I wonder if better training by Apple could help? But it seems they’ve already accepted the tap-and-hold workaround for supporting some 3D Touch functionality on devices without 3D Touch.

Seems like 3D Touch, and iOS 7’s lightboxing parallax effect for backgrounds, was likely part of a broader vision by Ive and the design team to bring depth to a thin phone screen. It’s an admirable goal, but whether by lack of discoverability or lack of training, seems like it isn’t poised to be a widely-adopted technology.




There's a broader issue with the loss of discoverability. It's not exclusive to iOS, but the loss of the home button on the iPhone X and the replacement with gestures seems to mark a significant backwards step. Perhaps this is tolerable or even necessary given the increasing complexity of mobile user stories and maximal screen-to-body ratios, but it poses a lot of challenges.

Mobile is increasingly looking like desktop in terms of the gulf between "ordinary users" and "power users"; applications designed of one group are likely to be highly sub-optimal for the other, presenting developers with a difficult UX compromise. Most users understand the hamburger menu, which could be read as a sign of progress or a dismal failure.


I think the problem is that it's not available everywhere on all mobile devices (Android, iPads and older iPhones don't have it) so it's not utilized well or implemented as much as it could be, nor is it a universal behavior users can internalize like they do with panning and pinch to zoom. Android somewhat mimics it with long pressing, but iOS also has long pressing as well as 3D touch. Without ubiquity it can't become a primary UI mechanism, only tacked on to something that must work without it.

Personally though I don't think 3D touch is any less discoverable than your right mouse button on a computer.

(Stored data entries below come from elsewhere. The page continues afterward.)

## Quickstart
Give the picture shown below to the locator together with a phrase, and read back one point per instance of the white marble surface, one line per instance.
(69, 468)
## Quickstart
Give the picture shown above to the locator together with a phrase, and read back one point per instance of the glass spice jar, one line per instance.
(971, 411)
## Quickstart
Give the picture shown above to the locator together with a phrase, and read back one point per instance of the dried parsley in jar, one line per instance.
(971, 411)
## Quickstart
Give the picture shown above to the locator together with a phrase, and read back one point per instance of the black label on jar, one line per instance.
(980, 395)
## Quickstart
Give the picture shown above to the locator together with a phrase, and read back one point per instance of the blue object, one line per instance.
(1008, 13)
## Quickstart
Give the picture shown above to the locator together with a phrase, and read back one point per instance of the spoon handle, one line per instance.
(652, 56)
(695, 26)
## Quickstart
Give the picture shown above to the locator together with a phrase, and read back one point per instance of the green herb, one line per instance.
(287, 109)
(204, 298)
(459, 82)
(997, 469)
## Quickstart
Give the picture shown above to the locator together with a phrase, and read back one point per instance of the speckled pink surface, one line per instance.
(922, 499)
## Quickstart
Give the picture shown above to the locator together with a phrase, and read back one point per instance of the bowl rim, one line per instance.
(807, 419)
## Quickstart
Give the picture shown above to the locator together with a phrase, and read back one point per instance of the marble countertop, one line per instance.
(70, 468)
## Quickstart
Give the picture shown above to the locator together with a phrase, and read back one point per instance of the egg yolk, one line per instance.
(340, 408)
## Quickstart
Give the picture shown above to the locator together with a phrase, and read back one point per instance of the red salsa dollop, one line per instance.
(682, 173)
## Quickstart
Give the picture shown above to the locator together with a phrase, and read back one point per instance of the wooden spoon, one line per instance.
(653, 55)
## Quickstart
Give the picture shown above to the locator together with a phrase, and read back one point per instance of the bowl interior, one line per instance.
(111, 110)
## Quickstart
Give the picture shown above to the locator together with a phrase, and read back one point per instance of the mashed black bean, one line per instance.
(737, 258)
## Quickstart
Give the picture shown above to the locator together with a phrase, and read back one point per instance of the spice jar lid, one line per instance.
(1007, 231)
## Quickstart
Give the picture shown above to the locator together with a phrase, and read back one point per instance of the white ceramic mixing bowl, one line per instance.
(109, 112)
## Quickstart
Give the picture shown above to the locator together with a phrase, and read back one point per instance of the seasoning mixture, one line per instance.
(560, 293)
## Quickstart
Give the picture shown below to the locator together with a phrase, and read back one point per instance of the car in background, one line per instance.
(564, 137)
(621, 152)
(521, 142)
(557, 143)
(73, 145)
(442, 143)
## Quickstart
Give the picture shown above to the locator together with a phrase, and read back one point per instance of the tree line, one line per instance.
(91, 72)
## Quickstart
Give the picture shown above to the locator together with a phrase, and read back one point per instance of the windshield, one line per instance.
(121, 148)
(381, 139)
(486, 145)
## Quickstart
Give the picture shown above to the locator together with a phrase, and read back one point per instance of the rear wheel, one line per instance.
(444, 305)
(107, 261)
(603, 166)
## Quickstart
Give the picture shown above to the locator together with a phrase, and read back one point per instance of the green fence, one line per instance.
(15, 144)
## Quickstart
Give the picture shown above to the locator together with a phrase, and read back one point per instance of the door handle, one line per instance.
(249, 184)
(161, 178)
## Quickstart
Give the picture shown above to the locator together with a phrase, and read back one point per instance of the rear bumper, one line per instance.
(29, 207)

If you have a 3D touch capable device you had to configure it at least once when you got a new device capable of it so you know it exists just like you know a right mouse button click state often exists (Macs don't even ship with obvious right-click capability, the OS has it disabled by default and neither of their mouse input types have an obvious right click mechanism just by looking at them)


I wonder if better training by Apple could help?

It might help if Apple would put a manual in with the iPhone, instead of making every feature a treasure hunt.


The iPhone manual [1] is good, and it’s not so hard to find.

[1] https://help.apple.com/iphone/11/


Yes, It's available in the Books app as well.